On the surface, popularizing and perfecting cooperative multiplayer might seem to be the biggest contribution to gaming in 2008. Valve made Left 4 Dead co-op both accessible, by building a matchmaking system that makes it easy to play with your pals, and fun, by designing a game that forces people to play together or face certain death.
The AI Director monitors your foursome’s health, ammo level, and forward progress and then uses that info to spawn baddies, bosses, weapons, ammo, and health to build an intense ebb and flow that’s different in every game and perfectly suited for the skill level of your team. Left 4 Dead is an achievement to be lauded.
www.l4d.com, ESRB: M
Best Single-Player: Fallout 3
Who needs zombies? Or more accurately, who needs to round up three friends for some multiplayer zombie killing? Or friends at all? Or family? Or human contact of any sort. If you have given yourself over to Fallout 3, you know that every phone call, every knock on the door, every unexpected guest only takes away from what is the most immersive game world man has ever set foot in. Within Fallout 3’s postapocalyptic wasteland you’ll make decisions that will determine whether people—even whole civilizations—survive or perish. And while the story drew us in, the game’s combination of fast-twitch action and the more traditional RPG-style VATS targeting system kept us trekking through the seemingly borderless environment, taking on everything a nuke-ravaged Earth could throw at us.
fallout.bethsoft.com, ESRB: M
Best Game Inspired By A Miniseries Based On A Book That Was, In Fact, Based on Actual Events: Brothers in Arms: Hell’s Highway
While Call of Duty faithfully re-created the gritty details of the battles brought to life in the epic Band of Brothers HBO miniseries (notably, the Brecourt Manor Assault and the Battle of Carentan), it is rival franchise Brothers in Arms that best captures the camaraderie and gut-wrenching emotion of Stephen Ambrose’s oral histories. Hell’s Highway’s moving story and script deftly intertwine action and drama to a point where we actually cared about the fates of the computer-controlled characters fighting beside us.

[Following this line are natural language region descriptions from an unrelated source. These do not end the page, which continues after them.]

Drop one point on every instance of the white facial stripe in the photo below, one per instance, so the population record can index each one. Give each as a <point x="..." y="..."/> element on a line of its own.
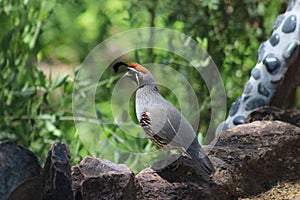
<point x="137" y="79"/>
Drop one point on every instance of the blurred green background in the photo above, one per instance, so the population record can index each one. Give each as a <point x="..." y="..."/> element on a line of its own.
<point x="43" y="42"/>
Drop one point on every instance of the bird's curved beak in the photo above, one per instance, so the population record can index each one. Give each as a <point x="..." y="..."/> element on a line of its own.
<point x="132" y="74"/>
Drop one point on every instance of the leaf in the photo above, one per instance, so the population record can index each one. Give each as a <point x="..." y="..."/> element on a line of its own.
<point x="59" y="81"/>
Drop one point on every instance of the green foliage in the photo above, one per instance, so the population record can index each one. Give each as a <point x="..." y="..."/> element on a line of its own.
<point x="36" y="109"/>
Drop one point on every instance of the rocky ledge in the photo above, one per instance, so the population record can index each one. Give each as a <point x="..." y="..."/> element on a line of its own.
<point x="249" y="159"/>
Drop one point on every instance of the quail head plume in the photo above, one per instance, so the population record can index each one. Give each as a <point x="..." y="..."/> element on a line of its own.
<point x="161" y="121"/>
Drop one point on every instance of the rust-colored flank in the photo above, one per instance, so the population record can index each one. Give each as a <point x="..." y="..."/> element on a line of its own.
<point x="138" y="67"/>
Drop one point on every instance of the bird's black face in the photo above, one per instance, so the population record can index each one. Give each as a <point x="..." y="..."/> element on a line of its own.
<point x="135" y="75"/>
<point x="139" y="74"/>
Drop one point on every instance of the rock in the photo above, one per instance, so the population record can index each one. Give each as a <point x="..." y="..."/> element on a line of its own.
<point x="249" y="159"/>
<point x="174" y="182"/>
<point x="18" y="166"/>
<point x="97" y="179"/>
<point x="56" y="178"/>
<point x="256" y="156"/>
<point x="273" y="113"/>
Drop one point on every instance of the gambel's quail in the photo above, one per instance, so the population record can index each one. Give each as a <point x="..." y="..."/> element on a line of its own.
<point x="161" y="121"/>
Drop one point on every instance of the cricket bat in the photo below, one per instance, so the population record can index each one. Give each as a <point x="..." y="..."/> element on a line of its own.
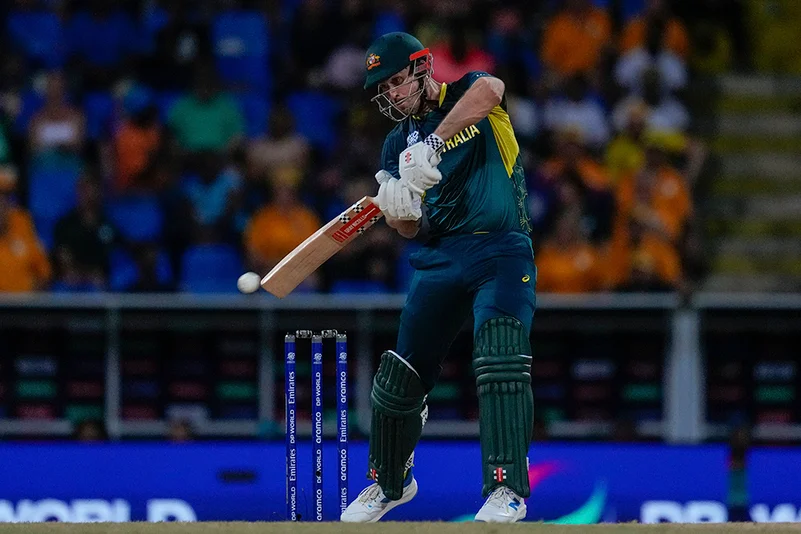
<point x="320" y="246"/>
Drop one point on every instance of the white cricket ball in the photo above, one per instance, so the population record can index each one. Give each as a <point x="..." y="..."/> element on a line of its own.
<point x="249" y="282"/>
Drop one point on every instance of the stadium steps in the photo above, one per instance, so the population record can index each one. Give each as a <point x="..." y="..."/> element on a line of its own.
<point x="753" y="213"/>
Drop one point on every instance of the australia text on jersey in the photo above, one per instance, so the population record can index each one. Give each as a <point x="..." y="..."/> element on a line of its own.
<point x="461" y="137"/>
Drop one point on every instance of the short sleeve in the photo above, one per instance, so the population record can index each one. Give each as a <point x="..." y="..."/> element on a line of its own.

www.brothersinarmsgame.com, ESRB: M
Best Do-Over: Witcher: Extended Edition
PC gamers have long had to deal with publishers’ “launch now, fix later” mentality, but rarely is it taken to an extent that it was with The Witcher. Developer CD Projekt’s dark RPG was released in October 2007, burdened with bugs, shoddy dialogue, and glacial loading times. A year later, the Polish dev house released The Witcher: Enhanced Edition, which addressed nearly all of those problems, and offered it for free to owners of the original game. We don’t want to encourage companies to ship slapdash games, but we appreciate CD Projekt’s commitment to giving its customers what they paid for.
www.thewitcher.com, ESRB: M
The Balki Bartokomous Award for the Verisimilitudinous Depiction of Familial Relationships: GTA IV
While GTA IV’s debt to Scarface is easy to discern, the game owes even more to another ’80s-era morality tale. GTA IV is, in fact, a reimagining of the TV docudrama Perfect Strangers, a psychosocial investigation into the familial bonds of two cousins who have to learn how to bridge the chasm that developed from being raised in different cultures. In both the game and the show, the cousins travel down a sometimes bumpy road as they learn to accept that while they may have different dreams, when times are tough, blood is, indeed, thicker than water. GTA IV’s moral qualms are of a more existentialist nature—should I let this man live or die?; Perfect Strangers’ less so—what should Balki do after he accidently sets up Lydia with a gigolo… Wait, maybe their ethical dilemmas aren’t so different. Well, of course not—don’t be ridiculous!
www.rockstargames.com/IV, ESRB: M
Worst Crysis Sequel: Crysis Warhead
We loved Crysis for its nonlinear level design and unforgiving intelligent enemies, so it’s too bad these qualities weren’t passed down to its follow-up, Crysis: Warhead. Instead, this nonsequel was hampered by linear missions, dumbed-down AI resistance, and simplistic vehicle chases. Sure, the visual detail was notably improved—especially the explosions—but it also seemed as if the Koreans had crammed TNT into all the jeeps and doused each vehicle with several coats of kerosene since a few shots from an assault rifle would initiate a spectacular fireworks display. Even a pyromaniac would get bored with the overreliance on explosions, à la the new Bruckheimer-esque direction. We can finally stop asking ourselves, “Will it run Crysis?” because who even cares?
http://crysiswarhead.ea.com, ESRB: M
Best Crysis Sequel: Far Cry 2
Admit it, you, too, were skeptical when Ubisoft announced it would develop Far Cry 2 in-house after Crytek left the franchise to work on Crysis. But all doubts were assuaged once we ventured through the final product, our brow sweating and sunburned from the African sun and our limbs charred from untamed wildfire. Far Cry 2 fulfilled the promise of nonlinear gameplay introduced in the original by giving us unprecedented freedom in a first-person shooter. Exploration was a necessary part of the experience and our efforts were rewarded with awe-inspiring views of the digital savanna and riveting firefights. And, yes, we could also play lumberjack and shoot down trees, although here, the trees actually eventually grew back. Now that’s what we call progress!